L’asse dei tifosi dell’Inter con quelli di Nizza e Valencia
La carrellata è complessa. Fra i casi di amicizie consolidate vengono menzionati quelli della tifoseria della Juventus con Ado Den Haag e Legia Varsavia, dei tifosi dell’Inter con quelli di Nizza e Valencia, della tifoseria targata Sampdoria con quella del Marsiglia, dei fan della Fiorentina con quelli dello Sporting Portugal. E ogni amicizia, va da sé, si porta il corredo delle inimicizie incrociate. È l’internazionale del caos e sembra che non vi sia modo per arginarla.

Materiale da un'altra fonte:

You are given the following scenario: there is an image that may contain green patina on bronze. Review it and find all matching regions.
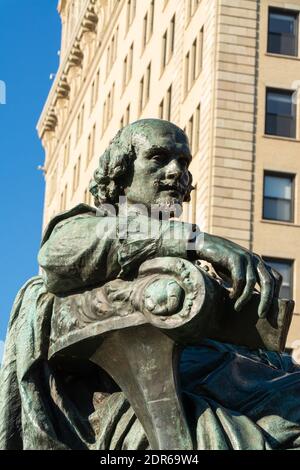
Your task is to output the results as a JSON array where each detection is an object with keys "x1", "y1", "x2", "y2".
[{"x1": 0, "y1": 119, "x2": 300, "y2": 450}]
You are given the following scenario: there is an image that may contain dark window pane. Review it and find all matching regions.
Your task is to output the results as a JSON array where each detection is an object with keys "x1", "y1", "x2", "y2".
[
  {"x1": 264, "y1": 198, "x2": 292, "y2": 222},
  {"x1": 268, "y1": 9, "x2": 298, "y2": 56},
  {"x1": 265, "y1": 258, "x2": 293, "y2": 299},
  {"x1": 267, "y1": 91, "x2": 294, "y2": 116},
  {"x1": 264, "y1": 175, "x2": 292, "y2": 199},
  {"x1": 265, "y1": 90, "x2": 296, "y2": 138},
  {"x1": 263, "y1": 174, "x2": 294, "y2": 222}
]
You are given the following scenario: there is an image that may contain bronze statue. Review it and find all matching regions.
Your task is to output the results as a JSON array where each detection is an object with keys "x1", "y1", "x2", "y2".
[{"x1": 0, "y1": 119, "x2": 300, "y2": 449}]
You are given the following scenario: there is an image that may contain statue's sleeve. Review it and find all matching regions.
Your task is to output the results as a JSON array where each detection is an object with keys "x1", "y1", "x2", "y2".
[
  {"x1": 38, "y1": 215, "x2": 120, "y2": 294},
  {"x1": 38, "y1": 216, "x2": 195, "y2": 294}
]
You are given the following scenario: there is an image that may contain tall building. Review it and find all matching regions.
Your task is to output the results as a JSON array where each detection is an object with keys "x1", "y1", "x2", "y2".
[{"x1": 38, "y1": 0, "x2": 300, "y2": 345}]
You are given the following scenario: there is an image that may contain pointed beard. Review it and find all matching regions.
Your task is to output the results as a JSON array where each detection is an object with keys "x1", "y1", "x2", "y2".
[{"x1": 151, "y1": 196, "x2": 182, "y2": 219}]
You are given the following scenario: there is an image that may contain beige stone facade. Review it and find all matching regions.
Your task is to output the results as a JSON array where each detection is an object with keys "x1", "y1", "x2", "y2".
[{"x1": 38, "y1": 0, "x2": 300, "y2": 345}]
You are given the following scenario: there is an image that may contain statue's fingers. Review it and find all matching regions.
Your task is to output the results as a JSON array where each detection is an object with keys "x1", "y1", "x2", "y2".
[
  {"x1": 266, "y1": 264, "x2": 282, "y2": 298},
  {"x1": 234, "y1": 262, "x2": 256, "y2": 312},
  {"x1": 230, "y1": 257, "x2": 246, "y2": 299},
  {"x1": 256, "y1": 257, "x2": 275, "y2": 318}
]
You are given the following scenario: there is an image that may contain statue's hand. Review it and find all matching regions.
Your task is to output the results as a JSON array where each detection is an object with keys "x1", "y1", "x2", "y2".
[{"x1": 197, "y1": 234, "x2": 282, "y2": 318}]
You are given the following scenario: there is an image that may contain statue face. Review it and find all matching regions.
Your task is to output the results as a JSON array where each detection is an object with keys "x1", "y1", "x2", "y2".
[{"x1": 125, "y1": 121, "x2": 192, "y2": 215}]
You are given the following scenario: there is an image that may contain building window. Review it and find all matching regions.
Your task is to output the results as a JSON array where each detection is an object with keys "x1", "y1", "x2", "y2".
[
  {"x1": 184, "y1": 27, "x2": 204, "y2": 95},
  {"x1": 186, "y1": 0, "x2": 201, "y2": 23},
  {"x1": 268, "y1": 8, "x2": 298, "y2": 56},
  {"x1": 143, "y1": 0, "x2": 154, "y2": 49},
  {"x1": 123, "y1": 43, "x2": 133, "y2": 92},
  {"x1": 60, "y1": 184, "x2": 68, "y2": 212},
  {"x1": 63, "y1": 134, "x2": 71, "y2": 170},
  {"x1": 76, "y1": 104, "x2": 84, "y2": 142},
  {"x1": 84, "y1": 189, "x2": 93, "y2": 206},
  {"x1": 139, "y1": 62, "x2": 151, "y2": 113},
  {"x1": 158, "y1": 85, "x2": 172, "y2": 121},
  {"x1": 184, "y1": 104, "x2": 201, "y2": 157},
  {"x1": 126, "y1": 0, "x2": 136, "y2": 32},
  {"x1": 90, "y1": 70, "x2": 100, "y2": 113},
  {"x1": 102, "y1": 83, "x2": 115, "y2": 132},
  {"x1": 264, "y1": 257, "x2": 294, "y2": 299},
  {"x1": 161, "y1": 15, "x2": 175, "y2": 72},
  {"x1": 86, "y1": 124, "x2": 96, "y2": 166},
  {"x1": 263, "y1": 172, "x2": 294, "y2": 222},
  {"x1": 120, "y1": 104, "x2": 130, "y2": 129},
  {"x1": 72, "y1": 157, "x2": 81, "y2": 194},
  {"x1": 106, "y1": 27, "x2": 119, "y2": 78},
  {"x1": 265, "y1": 88, "x2": 296, "y2": 138}
]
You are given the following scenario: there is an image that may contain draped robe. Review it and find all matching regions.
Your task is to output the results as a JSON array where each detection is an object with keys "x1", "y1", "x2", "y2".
[{"x1": 0, "y1": 205, "x2": 300, "y2": 450}]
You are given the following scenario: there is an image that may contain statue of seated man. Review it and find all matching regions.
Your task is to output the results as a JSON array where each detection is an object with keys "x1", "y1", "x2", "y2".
[{"x1": 0, "y1": 119, "x2": 300, "y2": 449}]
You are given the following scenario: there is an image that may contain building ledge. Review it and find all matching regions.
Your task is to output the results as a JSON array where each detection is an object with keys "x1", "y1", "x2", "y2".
[
  {"x1": 265, "y1": 52, "x2": 300, "y2": 62},
  {"x1": 260, "y1": 219, "x2": 300, "y2": 228},
  {"x1": 262, "y1": 134, "x2": 300, "y2": 144}
]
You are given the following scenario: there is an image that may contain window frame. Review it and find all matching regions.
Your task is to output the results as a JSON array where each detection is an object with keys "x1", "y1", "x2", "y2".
[
  {"x1": 264, "y1": 86, "x2": 298, "y2": 140},
  {"x1": 262, "y1": 256, "x2": 295, "y2": 299},
  {"x1": 262, "y1": 170, "x2": 296, "y2": 224},
  {"x1": 267, "y1": 5, "x2": 300, "y2": 57}
]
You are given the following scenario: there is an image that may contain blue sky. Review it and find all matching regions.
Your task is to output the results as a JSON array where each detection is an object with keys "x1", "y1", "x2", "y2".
[{"x1": 0, "y1": 0, "x2": 60, "y2": 352}]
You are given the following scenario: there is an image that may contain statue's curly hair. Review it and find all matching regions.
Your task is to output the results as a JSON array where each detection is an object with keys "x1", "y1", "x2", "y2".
[{"x1": 89, "y1": 119, "x2": 194, "y2": 207}]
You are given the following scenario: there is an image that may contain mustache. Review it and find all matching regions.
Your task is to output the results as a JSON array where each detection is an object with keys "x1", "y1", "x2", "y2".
[{"x1": 153, "y1": 180, "x2": 188, "y2": 194}]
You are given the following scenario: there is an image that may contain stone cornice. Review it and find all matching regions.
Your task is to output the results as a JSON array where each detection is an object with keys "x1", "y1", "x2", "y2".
[{"x1": 37, "y1": 0, "x2": 107, "y2": 139}]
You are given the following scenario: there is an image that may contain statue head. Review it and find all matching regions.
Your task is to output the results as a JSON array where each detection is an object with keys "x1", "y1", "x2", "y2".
[{"x1": 90, "y1": 119, "x2": 193, "y2": 215}]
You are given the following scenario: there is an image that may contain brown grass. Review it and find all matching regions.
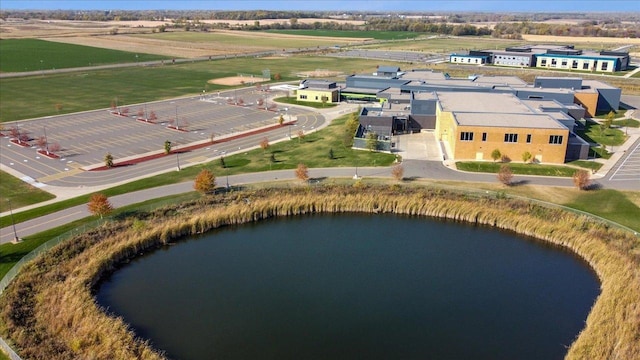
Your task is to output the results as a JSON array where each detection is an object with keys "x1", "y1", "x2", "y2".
[{"x1": 0, "y1": 184, "x2": 640, "y2": 359}]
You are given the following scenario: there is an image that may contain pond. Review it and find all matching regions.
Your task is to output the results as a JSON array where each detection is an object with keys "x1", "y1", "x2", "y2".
[{"x1": 96, "y1": 214, "x2": 599, "y2": 359}]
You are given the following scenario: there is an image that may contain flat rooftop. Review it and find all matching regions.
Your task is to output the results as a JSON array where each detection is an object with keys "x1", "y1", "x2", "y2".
[
  {"x1": 453, "y1": 112, "x2": 567, "y2": 130},
  {"x1": 437, "y1": 91, "x2": 533, "y2": 114}
]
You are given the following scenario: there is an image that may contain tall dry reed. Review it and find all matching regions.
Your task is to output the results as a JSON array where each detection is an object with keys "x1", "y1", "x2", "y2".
[{"x1": 0, "y1": 185, "x2": 640, "y2": 359}]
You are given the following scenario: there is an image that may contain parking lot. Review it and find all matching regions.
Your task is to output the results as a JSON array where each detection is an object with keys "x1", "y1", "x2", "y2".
[
  {"x1": 609, "y1": 141, "x2": 640, "y2": 183},
  {"x1": 0, "y1": 88, "x2": 324, "y2": 186}
]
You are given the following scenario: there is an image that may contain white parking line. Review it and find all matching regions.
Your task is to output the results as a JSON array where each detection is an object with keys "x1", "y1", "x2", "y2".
[{"x1": 609, "y1": 143, "x2": 640, "y2": 181}]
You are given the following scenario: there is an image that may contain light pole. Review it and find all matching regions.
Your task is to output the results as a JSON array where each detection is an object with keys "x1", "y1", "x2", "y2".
[
  {"x1": 42, "y1": 125, "x2": 49, "y2": 155},
  {"x1": 7, "y1": 199, "x2": 20, "y2": 243}
]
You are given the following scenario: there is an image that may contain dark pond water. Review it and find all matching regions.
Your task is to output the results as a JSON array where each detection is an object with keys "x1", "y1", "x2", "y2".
[{"x1": 97, "y1": 214, "x2": 599, "y2": 360}]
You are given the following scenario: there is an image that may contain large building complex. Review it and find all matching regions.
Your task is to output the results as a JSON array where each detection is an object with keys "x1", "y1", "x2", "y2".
[
  {"x1": 298, "y1": 67, "x2": 621, "y2": 163},
  {"x1": 449, "y1": 45, "x2": 630, "y2": 72}
]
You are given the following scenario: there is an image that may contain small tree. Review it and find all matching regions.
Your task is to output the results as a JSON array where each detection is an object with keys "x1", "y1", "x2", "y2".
[
  {"x1": 149, "y1": 111, "x2": 158, "y2": 121},
  {"x1": 193, "y1": 169, "x2": 216, "y2": 194},
  {"x1": 498, "y1": 164, "x2": 513, "y2": 186},
  {"x1": 104, "y1": 153, "x2": 113, "y2": 168},
  {"x1": 491, "y1": 149, "x2": 502, "y2": 161},
  {"x1": 36, "y1": 136, "x2": 49, "y2": 153},
  {"x1": 296, "y1": 163, "x2": 309, "y2": 182},
  {"x1": 391, "y1": 164, "x2": 404, "y2": 181},
  {"x1": 87, "y1": 193, "x2": 113, "y2": 219},
  {"x1": 260, "y1": 137, "x2": 270, "y2": 152},
  {"x1": 49, "y1": 141, "x2": 62, "y2": 153},
  {"x1": 573, "y1": 170, "x2": 591, "y2": 190},
  {"x1": 367, "y1": 132, "x2": 378, "y2": 151}
]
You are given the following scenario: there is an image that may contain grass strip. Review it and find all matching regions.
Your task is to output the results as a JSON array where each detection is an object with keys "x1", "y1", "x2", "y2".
[{"x1": 456, "y1": 161, "x2": 576, "y2": 177}]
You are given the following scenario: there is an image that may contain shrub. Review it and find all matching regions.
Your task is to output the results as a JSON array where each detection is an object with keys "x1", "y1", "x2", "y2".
[
  {"x1": 498, "y1": 165, "x2": 513, "y2": 186},
  {"x1": 573, "y1": 170, "x2": 591, "y2": 190},
  {"x1": 193, "y1": 169, "x2": 216, "y2": 194}
]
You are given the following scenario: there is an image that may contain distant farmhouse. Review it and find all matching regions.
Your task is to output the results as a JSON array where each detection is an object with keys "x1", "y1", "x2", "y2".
[
  {"x1": 308, "y1": 67, "x2": 621, "y2": 163},
  {"x1": 449, "y1": 45, "x2": 630, "y2": 72}
]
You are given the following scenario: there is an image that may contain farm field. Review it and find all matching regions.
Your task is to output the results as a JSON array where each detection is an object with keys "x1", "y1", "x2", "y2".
[
  {"x1": 267, "y1": 29, "x2": 428, "y2": 40},
  {"x1": 49, "y1": 30, "x2": 365, "y2": 58},
  {"x1": 0, "y1": 39, "x2": 167, "y2": 72},
  {"x1": 0, "y1": 56, "x2": 403, "y2": 122},
  {"x1": 359, "y1": 36, "x2": 525, "y2": 53}
]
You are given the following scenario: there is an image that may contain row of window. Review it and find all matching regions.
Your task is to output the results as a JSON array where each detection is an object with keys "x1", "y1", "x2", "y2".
[
  {"x1": 460, "y1": 131, "x2": 563, "y2": 144},
  {"x1": 540, "y1": 59, "x2": 609, "y2": 71}
]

Lo scontro si internazionalizza e diventa incontrollabile
In condizioni del genere, e grazie alla libertà di circolazione che è diritto essenziale di ogni Stato liberale e del super-Stato euro-comunitario, la questione del controllo del territorio rischia di diventare un mito al tramonto per le strutture nazionali d’ordine. Lo scenario napoletano ha dimostrato che un gruppo compatto, numeroso e ben organizzato può muoversi in “territorio nemico” trovando come opposizione soltanto il contenimento di polizia, che a sua volta fa interposizione per evitare che le tifoserie nemiche vengano a contatto e col rischio di rimanere schiacciata dal convergere delle opposte ostilità. Nulla che non fosse già noto a qualsiasi forza di polizia nazionale che faccia i conti coi gruppi del radicalismo calcistico. Con la differenza che adesso lo scontro si internazionalizza e diventa sempre più incontrollabile, perché si scopre che il movimento delle persone e dei gruppi è meno tracciabile di quanto sembrasse.
Il recente raid degli ultrà della Stella Rossa contro la Roma
In questo senso fece scuola il precedente della gara di Europa league fra Arsenal e Colonia del settembre 2017. I biglietti a disposizione dei tifosi ospiti erano soltanto 2.900, e invece a Londra si presentarono da Colonia in 20 mila. Sfilarono liberamente per la città e accesero disordini a bassa intensità. Fu già un gran risultato che in quella circostanza non vi furono conseguenze irreparabili. Ma rimane il precedente, replicato mercoledì scorso a Napoli e col rischio di vederlo riproposto altrove. Tanto più che la questione della non tracciabilità di movimento può dar luogo a episodi meno clamorosi quanto a portata, ma fortemente rischiosi per le conseguenze che possono generare. Il riferimento è in particolare al raid compiuto da un gruppo di ultrà della Stella Rossa di Belgrado a Roma, a febbraio, ai danni dello storico gruppo di ultrà romanisti dei Fedayn.

Questi ultimi si sono visti rubare uno striscione, poi bruciato pubblicamente in occasione della successiva gara in casa della squadra serba. In quell’occasione lo scippo è avvenuto a margine di una partita (quella fra Roma e Empoli, valevole per il campionato di Serie A) che in nessun modo riguardava gli ultrà della Stella Rossa. E ciò è stato stigmatizzato in modo pressoché unanime dai gruppi ultrà (anche quelli storicamente nemici dei romanisti) come un atto che rompe un codice d’onore. Da qui in poi si rischia di passare alla violenza pulviscolare, totalmente imprevedibile e ancor più inspiegabile. Il rischio è alto e la capacità di controllarlo ampiamente deficitaria.